Но когда Дьего упал ему в ноги, суровое выражение исчезло с его лица.
— Что случилось, сын мой?
— Отче! — воскликнул Дьего. — Прости, что осмелился прийти незваный, но то, в чем я должен тебе признаться, не терпит отлагательства.
— Прежде всего успокойся, сын мой.
— Я спокоен, отче. Насколько может быть спокоен человек, который чуть не совершил непоправимой ошибки. Однако я вовремя прозрел и прошу тебя о помощи. Отче, я тяжко провинился. По неразумению и слабости неокрепшего духа моего я хотел утаить от тебя свои мысли. Узнавши о предстоящей поездке в Вильяреаль, надумал я, употребив известные мне зелья, вызвать у себя мнимые признаки одной страшной болезни.
— Ты хотел остаться здесь?
— Да, отче.
— Должно быть, у тебя были на то важные причины?
— Важные в том смысле, что они открыли мне мою слабость. Меня охватил страх при мысли, что я окажусь в стенах монастыря, который
— Стены молчат, сын мой.
— Отче, ты ведь знаешь, бывает так: ревнителя веры сегодня, еще вчера, когда он многого не разумел, могли* одолевать греховные мысли.
— Что тебе сказать на это, сын мой? Осознание своих ошибок — первый и необходимый шаг к их преодолению.
— Но человек мог быть в своих заблуждениях не одинок и делился преступными мыслями с другим человеком.
— Зло, сын мой, хуже добра сносит одиночество. А человек этот жив?
— Да, отче. Он помнит обо мне и передает поклон.
— Думаешь, увидев тебя, он усомнится в твоем благочестии и бросит тень на твое доброе имя?
— Не знаю, отче. Человек он замкнутый и смиренный, хотя его мысли не во всем согласны с учением Церкви.
— Значит, он отступник?
— Он никогда не склонял меня ни к чему дурному. И говорю я об этом лишь потому, что, будучи приближен к тебе и облачен таким доверием, должен беречь свое имя от малейшего навета, который может опорочить меня и оклеветать. Если бы речь шла только обо мне, меня бы это не тревожило.

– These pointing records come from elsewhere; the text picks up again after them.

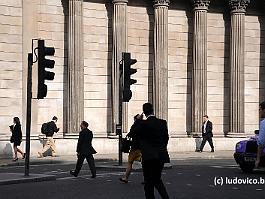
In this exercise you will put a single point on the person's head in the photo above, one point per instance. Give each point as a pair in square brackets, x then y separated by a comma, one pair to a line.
[148, 109]
[138, 117]
[16, 120]
[54, 118]
[205, 118]
[262, 109]
[83, 125]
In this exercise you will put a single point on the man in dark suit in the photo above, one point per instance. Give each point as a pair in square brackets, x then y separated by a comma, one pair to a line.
[85, 150]
[153, 143]
[50, 144]
[207, 133]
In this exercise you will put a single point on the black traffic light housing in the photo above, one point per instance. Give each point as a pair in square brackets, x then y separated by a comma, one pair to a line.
[127, 72]
[42, 64]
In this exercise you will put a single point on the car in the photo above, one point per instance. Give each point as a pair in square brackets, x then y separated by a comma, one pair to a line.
[246, 154]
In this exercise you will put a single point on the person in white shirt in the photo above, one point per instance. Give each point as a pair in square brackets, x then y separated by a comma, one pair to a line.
[207, 133]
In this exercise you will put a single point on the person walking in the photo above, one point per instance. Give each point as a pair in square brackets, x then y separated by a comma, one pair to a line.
[50, 144]
[135, 152]
[153, 134]
[207, 133]
[16, 138]
[85, 150]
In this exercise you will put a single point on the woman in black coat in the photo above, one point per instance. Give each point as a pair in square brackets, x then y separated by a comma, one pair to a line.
[16, 138]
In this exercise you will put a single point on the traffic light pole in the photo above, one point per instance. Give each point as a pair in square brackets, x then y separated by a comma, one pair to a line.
[120, 115]
[28, 122]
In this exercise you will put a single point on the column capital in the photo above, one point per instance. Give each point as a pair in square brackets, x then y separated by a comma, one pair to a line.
[238, 6]
[201, 4]
[161, 3]
[120, 1]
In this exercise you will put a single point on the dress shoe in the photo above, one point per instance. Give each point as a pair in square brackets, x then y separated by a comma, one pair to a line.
[123, 180]
[72, 172]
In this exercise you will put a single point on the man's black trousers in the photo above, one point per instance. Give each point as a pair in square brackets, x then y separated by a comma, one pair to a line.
[152, 170]
[207, 138]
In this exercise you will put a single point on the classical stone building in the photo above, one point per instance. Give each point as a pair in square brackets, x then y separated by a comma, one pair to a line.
[195, 57]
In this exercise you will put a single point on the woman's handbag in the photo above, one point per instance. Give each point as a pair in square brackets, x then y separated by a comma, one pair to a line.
[126, 144]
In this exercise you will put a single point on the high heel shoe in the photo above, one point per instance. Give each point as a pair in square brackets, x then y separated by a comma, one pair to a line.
[14, 160]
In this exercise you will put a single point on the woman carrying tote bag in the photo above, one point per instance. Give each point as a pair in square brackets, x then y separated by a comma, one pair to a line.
[16, 138]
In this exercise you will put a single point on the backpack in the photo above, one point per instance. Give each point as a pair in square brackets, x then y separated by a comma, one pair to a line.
[45, 128]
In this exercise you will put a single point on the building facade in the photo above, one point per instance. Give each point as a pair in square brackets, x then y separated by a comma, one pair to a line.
[194, 58]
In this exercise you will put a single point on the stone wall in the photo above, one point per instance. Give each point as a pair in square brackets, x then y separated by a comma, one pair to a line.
[140, 45]
[52, 28]
[97, 59]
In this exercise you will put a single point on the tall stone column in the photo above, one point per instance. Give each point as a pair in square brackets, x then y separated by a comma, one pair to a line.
[160, 70]
[237, 44]
[75, 107]
[119, 46]
[199, 71]
[30, 31]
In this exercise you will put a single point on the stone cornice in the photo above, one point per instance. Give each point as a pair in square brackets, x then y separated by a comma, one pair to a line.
[201, 4]
[238, 6]
[161, 3]
[120, 1]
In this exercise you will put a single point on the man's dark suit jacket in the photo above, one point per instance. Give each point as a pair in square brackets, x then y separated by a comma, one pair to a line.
[84, 145]
[52, 128]
[208, 130]
[153, 135]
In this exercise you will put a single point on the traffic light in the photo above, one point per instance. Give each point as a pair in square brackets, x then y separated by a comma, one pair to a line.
[42, 64]
[127, 72]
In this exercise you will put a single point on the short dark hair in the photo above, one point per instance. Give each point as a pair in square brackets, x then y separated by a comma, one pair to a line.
[84, 123]
[262, 105]
[16, 120]
[148, 108]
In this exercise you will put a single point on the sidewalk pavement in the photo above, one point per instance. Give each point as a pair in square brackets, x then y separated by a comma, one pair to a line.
[103, 161]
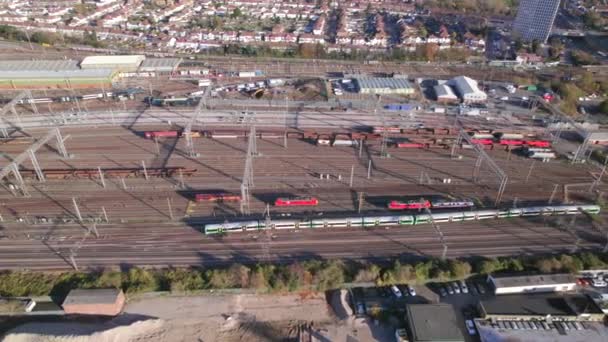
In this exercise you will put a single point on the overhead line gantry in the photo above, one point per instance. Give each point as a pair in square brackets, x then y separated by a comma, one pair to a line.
[481, 156]
[13, 167]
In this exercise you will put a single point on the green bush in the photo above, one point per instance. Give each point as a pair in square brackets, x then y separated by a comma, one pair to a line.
[315, 274]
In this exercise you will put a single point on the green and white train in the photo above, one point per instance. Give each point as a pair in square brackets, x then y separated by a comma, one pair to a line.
[399, 220]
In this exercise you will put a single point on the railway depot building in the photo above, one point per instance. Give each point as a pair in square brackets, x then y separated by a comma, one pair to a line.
[468, 90]
[51, 74]
[433, 322]
[105, 302]
[532, 283]
[383, 85]
[445, 94]
[121, 63]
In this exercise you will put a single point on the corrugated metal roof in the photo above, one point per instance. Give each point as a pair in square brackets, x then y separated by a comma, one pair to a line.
[60, 64]
[92, 61]
[42, 74]
[433, 322]
[444, 90]
[466, 85]
[533, 280]
[161, 64]
[91, 296]
[601, 136]
[382, 83]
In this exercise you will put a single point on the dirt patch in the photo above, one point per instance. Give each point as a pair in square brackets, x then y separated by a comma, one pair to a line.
[239, 317]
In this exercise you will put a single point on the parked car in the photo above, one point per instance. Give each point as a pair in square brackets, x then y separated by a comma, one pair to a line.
[471, 327]
[473, 289]
[463, 287]
[361, 309]
[396, 291]
[449, 288]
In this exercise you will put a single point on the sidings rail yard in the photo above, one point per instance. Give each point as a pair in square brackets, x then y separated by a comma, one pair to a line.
[112, 181]
[154, 219]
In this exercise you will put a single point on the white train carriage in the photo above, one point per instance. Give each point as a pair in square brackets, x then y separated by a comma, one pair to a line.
[486, 214]
[282, 224]
[442, 217]
[377, 221]
[344, 142]
[218, 228]
[336, 222]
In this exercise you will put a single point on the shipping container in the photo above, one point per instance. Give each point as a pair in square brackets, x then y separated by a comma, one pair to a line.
[275, 82]
[158, 134]
[531, 88]
[246, 74]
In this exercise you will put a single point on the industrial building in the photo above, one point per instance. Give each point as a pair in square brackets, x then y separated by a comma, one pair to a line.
[532, 283]
[56, 79]
[534, 19]
[597, 137]
[467, 89]
[539, 306]
[106, 302]
[161, 66]
[39, 65]
[444, 93]
[122, 63]
[433, 322]
[384, 85]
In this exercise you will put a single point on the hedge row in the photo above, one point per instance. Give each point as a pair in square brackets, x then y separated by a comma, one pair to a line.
[317, 275]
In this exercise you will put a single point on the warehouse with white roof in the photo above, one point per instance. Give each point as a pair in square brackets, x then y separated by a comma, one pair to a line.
[467, 89]
[445, 93]
[123, 63]
[383, 85]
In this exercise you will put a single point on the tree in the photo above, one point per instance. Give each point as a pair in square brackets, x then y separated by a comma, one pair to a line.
[587, 83]
[535, 46]
[459, 269]
[430, 51]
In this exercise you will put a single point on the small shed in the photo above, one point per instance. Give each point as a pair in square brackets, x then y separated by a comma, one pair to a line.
[532, 283]
[107, 302]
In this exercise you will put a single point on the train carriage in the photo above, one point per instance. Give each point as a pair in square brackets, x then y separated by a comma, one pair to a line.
[486, 214]
[374, 221]
[403, 205]
[296, 202]
[442, 204]
[281, 224]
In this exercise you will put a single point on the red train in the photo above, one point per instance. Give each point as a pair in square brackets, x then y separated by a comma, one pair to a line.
[410, 145]
[538, 143]
[296, 202]
[401, 205]
[217, 197]
[512, 142]
[482, 141]
[162, 134]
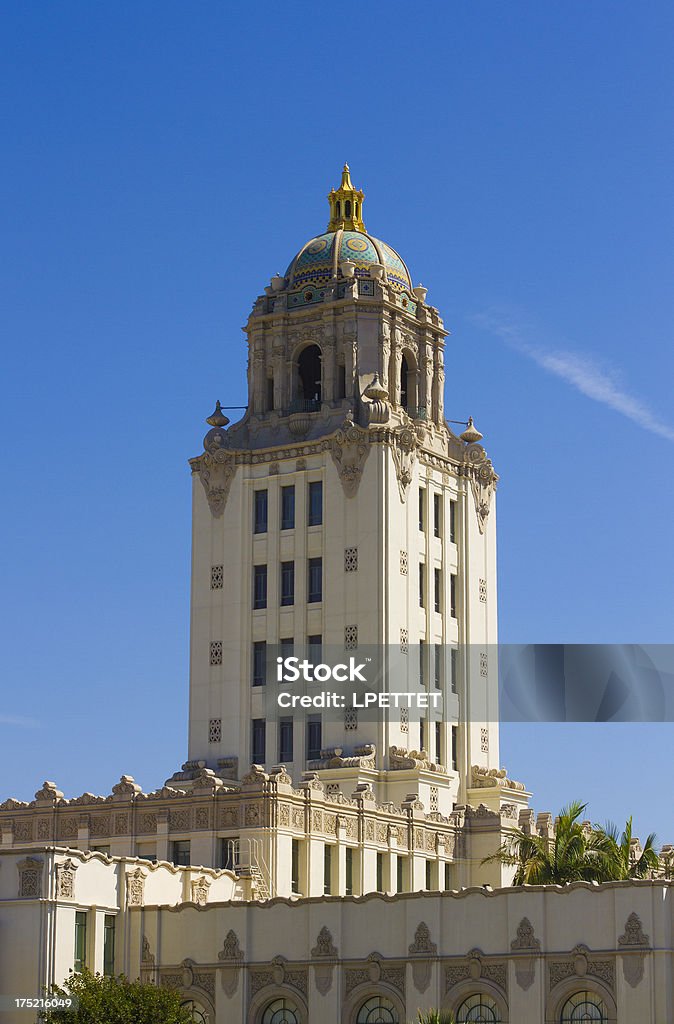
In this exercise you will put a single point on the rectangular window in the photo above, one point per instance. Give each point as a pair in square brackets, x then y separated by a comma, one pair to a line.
[109, 945]
[180, 852]
[313, 738]
[294, 878]
[437, 667]
[259, 663]
[259, 740]
[437, 515]
[287, 646]
[260, 517]
[453, 522]
[314, 586]
[259, 586]
[327, 869]
[288, 508]
[285, 739]
[314, 517]
[287, 583]
[228, 849]
[314, 644]
[80, 940]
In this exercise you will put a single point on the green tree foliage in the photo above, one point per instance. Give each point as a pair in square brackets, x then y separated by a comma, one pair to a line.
[116, 1000]
[577, 852]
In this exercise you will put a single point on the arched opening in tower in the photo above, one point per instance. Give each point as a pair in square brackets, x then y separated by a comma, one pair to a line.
[308, 367]
[405, 384]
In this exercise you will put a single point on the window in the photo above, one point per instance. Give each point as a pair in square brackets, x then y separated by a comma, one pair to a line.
[585, 1007]
[377, 1008]
[313, 737]
[259, 663]
[314, 517]
[308, 370]
[259, 586]
[314, 580]
[399, 873]
[287, 583]
[285, 739]
[288, 508]
[437, 668]
[327, 869]
[259, 740]
[109, 945]
[80, 940]
[479, 1008]
[294, 869]
[260, 518]
[228, 859]
[180, 852]
[281, 1012]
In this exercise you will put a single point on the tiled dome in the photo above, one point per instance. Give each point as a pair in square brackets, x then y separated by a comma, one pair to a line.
[319, 260]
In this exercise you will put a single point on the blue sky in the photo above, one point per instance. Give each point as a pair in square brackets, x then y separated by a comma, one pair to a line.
[161, 162]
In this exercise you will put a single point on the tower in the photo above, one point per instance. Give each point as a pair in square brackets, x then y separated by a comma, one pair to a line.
[342, 513]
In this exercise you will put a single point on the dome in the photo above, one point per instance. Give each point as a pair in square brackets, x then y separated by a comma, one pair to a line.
[319, 260]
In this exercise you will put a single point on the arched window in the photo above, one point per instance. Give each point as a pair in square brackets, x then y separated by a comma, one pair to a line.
[405, 383]
[478, 1010]
[198, 1015]
[584, 1007]
[281, 1012]
[308, 367]
[377, 1010]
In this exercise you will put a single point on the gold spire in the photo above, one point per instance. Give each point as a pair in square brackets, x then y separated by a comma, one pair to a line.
[346, 205]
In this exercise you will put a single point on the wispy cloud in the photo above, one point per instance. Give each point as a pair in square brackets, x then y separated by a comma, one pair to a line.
[19, 722]
[594, 381]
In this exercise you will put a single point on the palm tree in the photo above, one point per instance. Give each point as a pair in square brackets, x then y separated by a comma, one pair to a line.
[572, 854]
[617, 859]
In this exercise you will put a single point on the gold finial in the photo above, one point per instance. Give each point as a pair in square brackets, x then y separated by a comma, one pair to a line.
[471, 434]
[346, 205]
[217, 418]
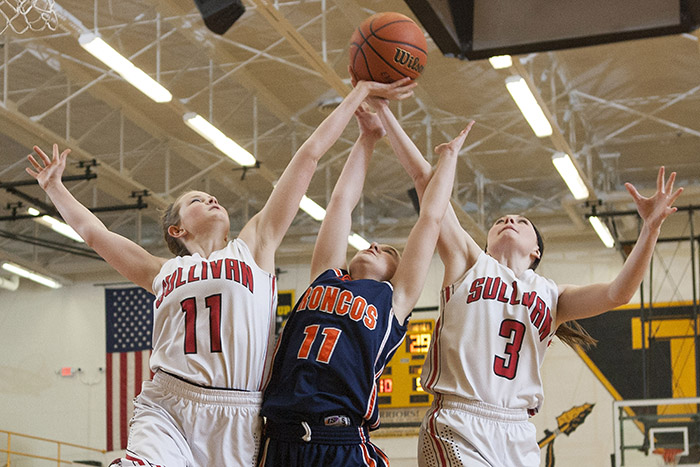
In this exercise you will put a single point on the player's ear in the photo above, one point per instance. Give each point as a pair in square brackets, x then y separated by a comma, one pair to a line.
[176, 231]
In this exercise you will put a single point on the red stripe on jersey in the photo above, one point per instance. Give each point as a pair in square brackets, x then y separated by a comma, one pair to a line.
[372, 400]
[434, 364]
[433, 434]
[369, 461]
[267, 371]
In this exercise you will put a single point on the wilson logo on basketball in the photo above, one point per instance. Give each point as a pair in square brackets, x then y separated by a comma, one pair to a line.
[404, 58]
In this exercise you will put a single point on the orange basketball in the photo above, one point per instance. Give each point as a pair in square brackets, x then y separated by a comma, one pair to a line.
[387, 47]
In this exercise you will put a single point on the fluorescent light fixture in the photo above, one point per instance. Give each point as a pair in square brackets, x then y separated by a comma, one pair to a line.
[310, 207]
[566, 168]
[523, 97]
[31, 275]
[358, 242]
[58, 226]
[222, 142]
[94, 44]
[499, 62]
[602, 231]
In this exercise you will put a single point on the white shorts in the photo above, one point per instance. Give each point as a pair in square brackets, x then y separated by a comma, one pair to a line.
[458, 432]
[177, 424]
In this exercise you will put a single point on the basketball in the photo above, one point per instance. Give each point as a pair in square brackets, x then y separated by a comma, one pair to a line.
[387, 47]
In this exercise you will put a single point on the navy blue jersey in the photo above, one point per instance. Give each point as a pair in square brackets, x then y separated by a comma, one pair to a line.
[332, 351]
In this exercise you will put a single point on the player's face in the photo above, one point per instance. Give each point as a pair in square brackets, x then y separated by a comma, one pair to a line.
[198, 209]
[378, 261]
[512, 231]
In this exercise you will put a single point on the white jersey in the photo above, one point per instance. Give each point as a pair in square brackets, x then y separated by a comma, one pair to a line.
[213, 318]
[491, 337]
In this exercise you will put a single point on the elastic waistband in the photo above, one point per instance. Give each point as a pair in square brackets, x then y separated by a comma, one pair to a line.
[205, 395]
[303, 432]
[481, 409]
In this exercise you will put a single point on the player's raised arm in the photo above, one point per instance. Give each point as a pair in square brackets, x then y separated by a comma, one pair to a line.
[265, 231]
[578, 302]
[128, 258]
[456, 247]
[420, 246]
[330, 250]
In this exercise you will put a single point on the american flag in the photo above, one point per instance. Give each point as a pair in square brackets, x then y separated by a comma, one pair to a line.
[129, 325]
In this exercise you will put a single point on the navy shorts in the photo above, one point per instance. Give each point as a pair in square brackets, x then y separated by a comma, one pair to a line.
[297, 444]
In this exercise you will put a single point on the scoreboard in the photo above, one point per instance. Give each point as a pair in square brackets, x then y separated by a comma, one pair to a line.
[399, 385]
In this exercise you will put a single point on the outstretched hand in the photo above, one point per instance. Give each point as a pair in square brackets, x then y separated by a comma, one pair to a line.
[456, 144]
[655, 209]
[369, 122]
[51, 170]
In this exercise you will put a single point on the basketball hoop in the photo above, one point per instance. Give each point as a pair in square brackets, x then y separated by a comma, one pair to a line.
[23, 15]
[669, 456]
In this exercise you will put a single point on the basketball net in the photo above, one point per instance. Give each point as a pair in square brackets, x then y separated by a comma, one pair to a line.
[23, 15]
[669, 456]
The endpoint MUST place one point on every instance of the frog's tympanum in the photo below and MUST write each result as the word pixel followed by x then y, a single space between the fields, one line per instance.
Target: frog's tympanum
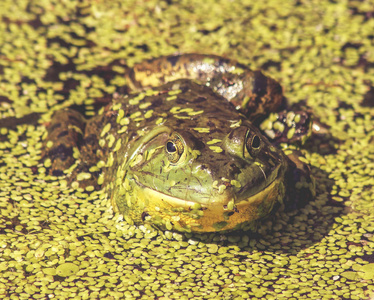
pixel 197 149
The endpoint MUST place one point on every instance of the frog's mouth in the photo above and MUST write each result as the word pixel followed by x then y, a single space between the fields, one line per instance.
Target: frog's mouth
pixel 215 216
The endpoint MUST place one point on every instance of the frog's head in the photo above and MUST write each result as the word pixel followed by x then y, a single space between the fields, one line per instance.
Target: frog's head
pixel 200 181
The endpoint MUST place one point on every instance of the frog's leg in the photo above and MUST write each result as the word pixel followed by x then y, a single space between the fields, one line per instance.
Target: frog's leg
pixel 300 185
pixel 69 149
pixel 292 129
pixel 62 143
pixel 251 92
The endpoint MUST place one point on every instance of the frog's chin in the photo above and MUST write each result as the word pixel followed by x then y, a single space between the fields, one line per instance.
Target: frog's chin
pixel 223 215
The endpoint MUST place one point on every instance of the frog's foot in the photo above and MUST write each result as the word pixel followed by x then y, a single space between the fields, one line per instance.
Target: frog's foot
pixel 61 145
pixel 291 127
pixel 300 185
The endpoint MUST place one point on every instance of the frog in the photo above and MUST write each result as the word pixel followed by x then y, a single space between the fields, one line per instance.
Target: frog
pixel 199 145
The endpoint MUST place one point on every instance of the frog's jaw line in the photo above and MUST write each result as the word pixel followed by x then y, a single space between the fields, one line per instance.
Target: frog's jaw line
pixel 183 215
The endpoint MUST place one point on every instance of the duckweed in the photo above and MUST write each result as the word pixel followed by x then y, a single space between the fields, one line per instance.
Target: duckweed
pixel 61 241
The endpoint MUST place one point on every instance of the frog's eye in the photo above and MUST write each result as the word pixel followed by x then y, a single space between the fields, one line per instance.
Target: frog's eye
pixel 254 144
pixel 174 148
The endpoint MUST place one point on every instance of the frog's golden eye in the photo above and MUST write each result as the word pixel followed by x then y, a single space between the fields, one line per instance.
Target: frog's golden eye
pixel 254 144
pixel 174 148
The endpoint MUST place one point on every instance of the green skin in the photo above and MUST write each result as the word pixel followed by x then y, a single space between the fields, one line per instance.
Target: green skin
pixel 183 156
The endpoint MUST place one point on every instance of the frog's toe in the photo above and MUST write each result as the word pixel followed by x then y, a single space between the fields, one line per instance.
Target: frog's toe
pixel 291 127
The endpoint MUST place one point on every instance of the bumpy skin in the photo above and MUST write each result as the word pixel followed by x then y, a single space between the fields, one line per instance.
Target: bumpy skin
pixel 181 156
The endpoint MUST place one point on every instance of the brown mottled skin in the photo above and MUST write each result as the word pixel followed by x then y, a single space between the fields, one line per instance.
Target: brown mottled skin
pixel 186 155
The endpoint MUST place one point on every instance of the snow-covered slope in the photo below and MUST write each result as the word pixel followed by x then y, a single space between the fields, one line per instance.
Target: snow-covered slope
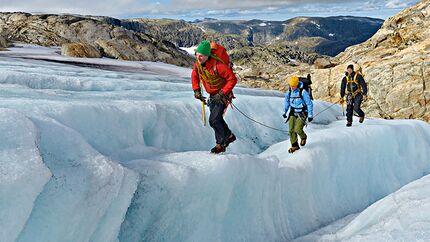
pixel 96 155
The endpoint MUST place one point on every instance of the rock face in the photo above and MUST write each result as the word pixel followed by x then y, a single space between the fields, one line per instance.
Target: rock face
pixel 80 50
pixel 56 30
pixel 179 32
pixel 327 36
pixel 395 63
pixel 268 66
pixel 3 43
pixel 396 66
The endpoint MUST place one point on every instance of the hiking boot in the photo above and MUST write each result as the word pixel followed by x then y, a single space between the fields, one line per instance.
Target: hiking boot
pixel 230 139
pixel 303 142
pixel 292 149
pixel 218 149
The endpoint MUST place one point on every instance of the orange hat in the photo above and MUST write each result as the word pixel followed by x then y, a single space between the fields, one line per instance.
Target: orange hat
pixel 294 81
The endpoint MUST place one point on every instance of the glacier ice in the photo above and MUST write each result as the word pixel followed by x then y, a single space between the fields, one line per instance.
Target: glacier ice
pixel 98 155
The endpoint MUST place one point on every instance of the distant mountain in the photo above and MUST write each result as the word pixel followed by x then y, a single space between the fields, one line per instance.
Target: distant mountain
pixel 89 33
pixel 326 36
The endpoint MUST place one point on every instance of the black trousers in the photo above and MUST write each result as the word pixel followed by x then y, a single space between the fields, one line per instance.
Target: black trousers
pixel 217 122
pixel 353 104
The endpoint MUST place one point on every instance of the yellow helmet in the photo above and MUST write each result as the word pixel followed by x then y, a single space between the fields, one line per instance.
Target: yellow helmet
pixel 294 81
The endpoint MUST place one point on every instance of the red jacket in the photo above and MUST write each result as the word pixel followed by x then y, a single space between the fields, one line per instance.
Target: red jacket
pixel 219 69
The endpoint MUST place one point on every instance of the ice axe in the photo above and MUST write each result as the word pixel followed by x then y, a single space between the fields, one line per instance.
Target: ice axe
pixel 203 113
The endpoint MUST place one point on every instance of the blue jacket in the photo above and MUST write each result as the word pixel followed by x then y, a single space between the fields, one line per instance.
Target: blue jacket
pixel 297 103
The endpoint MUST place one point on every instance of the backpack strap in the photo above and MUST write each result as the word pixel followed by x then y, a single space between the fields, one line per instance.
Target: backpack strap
pixel 354 80
pixel 305 107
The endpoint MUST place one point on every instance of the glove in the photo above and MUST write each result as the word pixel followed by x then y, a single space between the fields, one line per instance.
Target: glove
pixel 198 95
pixel 220 97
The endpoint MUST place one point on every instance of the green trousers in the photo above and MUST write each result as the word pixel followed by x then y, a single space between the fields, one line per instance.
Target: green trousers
pixel 295 126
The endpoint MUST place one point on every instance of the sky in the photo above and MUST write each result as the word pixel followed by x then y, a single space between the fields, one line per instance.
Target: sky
pixel 219 9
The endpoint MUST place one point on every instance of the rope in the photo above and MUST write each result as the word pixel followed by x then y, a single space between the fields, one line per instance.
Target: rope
pixel 270 127
pixel 325 109
pixel 258 122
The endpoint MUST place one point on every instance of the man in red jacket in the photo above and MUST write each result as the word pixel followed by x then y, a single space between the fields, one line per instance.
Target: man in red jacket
pixel 219 81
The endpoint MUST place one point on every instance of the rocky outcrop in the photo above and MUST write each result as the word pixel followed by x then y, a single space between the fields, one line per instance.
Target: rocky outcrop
pixel 326 36
pixel 396 66
pixel 395 63
pixel 179 32
pixel 56 30
pixel 3 43
pixel 80 50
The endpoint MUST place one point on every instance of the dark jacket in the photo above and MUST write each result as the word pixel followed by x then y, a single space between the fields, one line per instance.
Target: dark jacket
pixel 353 87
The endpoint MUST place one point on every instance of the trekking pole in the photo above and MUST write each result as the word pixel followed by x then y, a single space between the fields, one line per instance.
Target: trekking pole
pixel 343 110
pixel 203 114
pixel 203 108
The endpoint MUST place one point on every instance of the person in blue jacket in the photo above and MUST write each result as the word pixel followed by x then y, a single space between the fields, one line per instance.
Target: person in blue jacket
pixel 299 103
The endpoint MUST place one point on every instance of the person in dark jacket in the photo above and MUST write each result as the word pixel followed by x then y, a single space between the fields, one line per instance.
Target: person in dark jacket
pixel 356 92
pixel 219 81
pixel 299 103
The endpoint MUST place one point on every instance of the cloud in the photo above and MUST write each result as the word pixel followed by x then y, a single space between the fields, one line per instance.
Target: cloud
pixel 199 8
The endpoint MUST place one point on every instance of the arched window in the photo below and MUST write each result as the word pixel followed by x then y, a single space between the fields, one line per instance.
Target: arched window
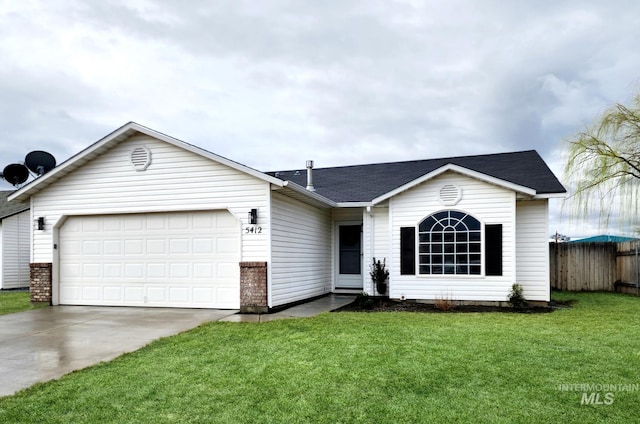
pixel 450 243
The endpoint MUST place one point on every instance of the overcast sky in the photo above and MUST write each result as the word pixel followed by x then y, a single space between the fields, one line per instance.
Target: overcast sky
pixel 271 84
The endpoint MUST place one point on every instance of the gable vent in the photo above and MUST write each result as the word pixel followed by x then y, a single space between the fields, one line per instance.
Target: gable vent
pixel 450 194
pixel 140 158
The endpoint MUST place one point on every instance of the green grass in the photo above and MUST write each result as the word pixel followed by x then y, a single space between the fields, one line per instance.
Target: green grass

— Мы все недостойны того великого дела, которому служим.
— Потому, отче, я и стою перед тобой на коленях. Покаявшись тебе во всем, я сейчас только окончательно уразумел, что не должен таить посещающие меня недостойные, греховные мысли. Только признание своих ошибок и помощь старших убережет меня от опасных соблазнов и сохранит в чистоте мои помыслы.
— Возьми перо и пергамент, — сказал Торквемада.
Дьего встал с колен.
— Слушаю, отче.
— Приготовился?
— Да, отче.
— Итак, пиши: «Преподобным отцам инквизиторам архиепископства Толедского в Вильяреале». Написал?
— Да, отче.
— «Мы, фра Томас Торквемада, доминиканец, приор монастыря Санта Крус, исповедник их королевских величеств, Великий инквизитор королевства Кастилии и Арагона сим предписываем данной нам властью виновного в тяжком преступлении против веры…»
— Фра Матео Дара, доминиканца, — подсказал Дьего.
— «…фра Матео Дара, доминиканца, немедля заключить в тюрьму святой инквизиции и подвергнуть строжайшему допросу, пока он не признается в своих еретических мыслях, а если он будет запираться, на веки вечные отлучить его от святой католической церкви». Кончил?
— Да, отче.
— Подай мне перо.
Исполнив это, Дьего отошел в сторону. Торквемада, выпрямившись и, как дальнозоркие люди, держа бумагу на отлете, прочел ее и быстрым росчерком пера поставил свою подпись.
— Отче, — прошептал Дьего, снова склоняясь к коленям Торквемады.
Тот возложил руку ему на голову.
— Много месяцев я ждал этого.
— Ты, отче?
— Я знал: рано или поздно настанет день, когда, отбросив всякие сомнения и колебания, ты окончательно обретешь себя. И сегодня день этот настал. Возблагодарим же Господа, возлюбленный сын мой.